Precise financial analysis of these projects is very important as they involve huge investments.
The main objective of the financial analysis is to examine the viability of implementing the
project on a commercial basis. The analysis attempts to ascertain the extent to which the
investment can be recovered through toll revenue and the gap, if any, be funded through
alternative revenue sources. Moreover, in order to serve road user better, road user
perspectives based on identified road user parameters on PPP highways is essential. These
road user perspectives can be used in the measurement of satisfaction level on PPP highways.

1.1. Variants of PPP in Road Sector


The four models of PPP adopted in India for the development of National Highways are Build
Operate and Transfer (Toll), BOT (Annuity), Special Purpose Vehicles (SPV).

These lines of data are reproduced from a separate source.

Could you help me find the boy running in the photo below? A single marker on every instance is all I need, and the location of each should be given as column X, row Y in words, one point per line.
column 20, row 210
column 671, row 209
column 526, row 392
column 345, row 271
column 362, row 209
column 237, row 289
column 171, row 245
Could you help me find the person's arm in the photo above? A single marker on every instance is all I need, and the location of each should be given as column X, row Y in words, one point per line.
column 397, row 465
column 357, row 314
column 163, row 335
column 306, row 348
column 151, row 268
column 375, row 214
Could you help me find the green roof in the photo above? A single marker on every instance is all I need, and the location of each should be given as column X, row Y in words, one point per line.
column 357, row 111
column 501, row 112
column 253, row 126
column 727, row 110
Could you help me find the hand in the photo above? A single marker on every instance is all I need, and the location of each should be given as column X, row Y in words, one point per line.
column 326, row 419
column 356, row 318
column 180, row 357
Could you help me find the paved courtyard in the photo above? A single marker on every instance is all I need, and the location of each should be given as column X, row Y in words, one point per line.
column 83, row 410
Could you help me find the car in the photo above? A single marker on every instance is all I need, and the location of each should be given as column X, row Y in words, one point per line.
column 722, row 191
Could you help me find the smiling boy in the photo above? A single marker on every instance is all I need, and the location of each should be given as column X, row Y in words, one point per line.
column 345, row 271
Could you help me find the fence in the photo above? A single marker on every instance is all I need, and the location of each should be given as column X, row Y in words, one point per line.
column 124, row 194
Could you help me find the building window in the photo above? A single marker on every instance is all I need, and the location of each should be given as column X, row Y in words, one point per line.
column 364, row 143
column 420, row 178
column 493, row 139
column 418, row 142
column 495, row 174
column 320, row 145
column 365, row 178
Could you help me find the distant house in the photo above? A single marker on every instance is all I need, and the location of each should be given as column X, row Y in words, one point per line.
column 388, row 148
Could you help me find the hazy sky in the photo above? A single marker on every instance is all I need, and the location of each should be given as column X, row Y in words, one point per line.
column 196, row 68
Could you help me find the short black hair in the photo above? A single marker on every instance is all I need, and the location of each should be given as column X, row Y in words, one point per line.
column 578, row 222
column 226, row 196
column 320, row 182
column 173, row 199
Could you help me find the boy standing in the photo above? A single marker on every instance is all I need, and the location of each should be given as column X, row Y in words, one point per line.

(a) BOT (Toll) model, here the Concessionaire recovers his investment by charging toll
from the users of the road facility. This model reduces the fiscal burden on the government
while also allocating the traffic risk to the Concessionaire. The toll rates are fixed by the
government as a policy. This is the model used for most of the projects and can be regarded as
the default model for highway projects.
(b) BOT (Annuity) Model: Under a BOT annuity model, the Concessionaire is assured of
a minimum return on his investment in the form of annuity payments. The Concessionaire
does not bear the traffic risk and the Government bears the entire risk with respect to toll
income.
(c) Special Purpose Vehicles (SPV) model, government, private operator and other
financial entities form a separate unit which constructs and operates the project. The revenue
collected are shared by the stake holders of the SPV in agreed manner (Kadiyali, 2013).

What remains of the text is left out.